The second-highest quarterly profits in the company’s history followed the record $11.5bn reported in the three months to the end of June, leaving Europe’s largest energy major on course to smash its annual profit record of $31bn set in 2008. Shell has already reported earnings of more than £30bn in the first nine months of the year.

Van Beurden said it was a “societal reality” that governments would be looking to companies such as Shell, which have benefited from soaring oil and gas prices, to help offset energy costs for struggling consumers.

“We should be prepared and accept that also our industry will be looked at for raising taxes in order to fund the transfers to those who need it most in these very difficult times,” he added. “We have to embrace it.”

The UK government in May introduced an additional 25 per cent energy profits levy on oil and gas producers in the North Sea to help raise funds. Shell said it was yet to pay any additional tax under the scheme as investments it had made in the North Sea this year had so far offset any profits in that part of the business.

Ed Miliband, the shadow secretary of state for climate change and net zero, said Shell’s global profits of $9.5bn were “further proof that we need to make the energy companies pay their fair share”.

Shell’s performance beat the average analyst estimate of $9bn and was more than double the $4.13bn it recorded a year ago.

The UK-listed group said it expected to increase its dividend for the fourth quarter by 15 per cent, with the payment to be made in March 2023, subject to board approval. Shell will also buy back a further $4bn of shares in the fourth quarter, bringing total share purchases for the year to $18.5bn.

The company’s shares were up more than 3.5 per cent in morning trading on Thursday in London.

Oil prices have dropped from more than $120 a barrel in June to about $90 a barrel as recession fears in Europe hit economic activity, while gas prices have softened from record levels earlier in the year.

But despite lower average crude prices compared with the second quarter, Shell benefited from a strong operational performance from its deepwater oil assets, particularly in the US Gulf of Mexico, resulting in the recovery of significant “high-value barrels”, it said.

“Best production we’ve seen in a decade,” chief financial officer Sinead Gorman said after the publication of the results. “Gulf of Mexico is doing fabulously.”

That helped push profits in the division to $5.9bn, up from $4.9bn in the three months to the end of June.

In contrast, earnings of $2.3bn in Shell’s integrated gas business, which includes liquefied natural gas trading, were down about 40 per cent from June due to lower production levels and lower seasonal demand, it said.
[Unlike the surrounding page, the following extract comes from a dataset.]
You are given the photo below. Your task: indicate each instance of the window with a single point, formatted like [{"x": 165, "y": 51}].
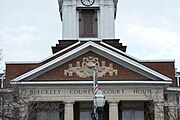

“Although integrated gas performance was particularly poor this quarter, Shell’s upstream division performed particularly strongly,” said Biraj Borkhataria at RBC Capital Markets.

The 15 per cent increase in Shell’s fourth-quarter dividend was “well above” RBC’s own forecast and likely to be “well-received by investors”, he added.

Gorman said Shell’s integrated gas results were often weaker in the third quarter than other quarters, adding that revenues had been pushed down further by the decision to divest its stake in the Sakhalin-2 liquefied natural gas project in eastern Russia.

Trading results for power and piped gas, however, which Shell reports under its renewables and energy solutions division, were “very strong”, it said, pushing earnings for that business up $700mn, from $400mn last quarter.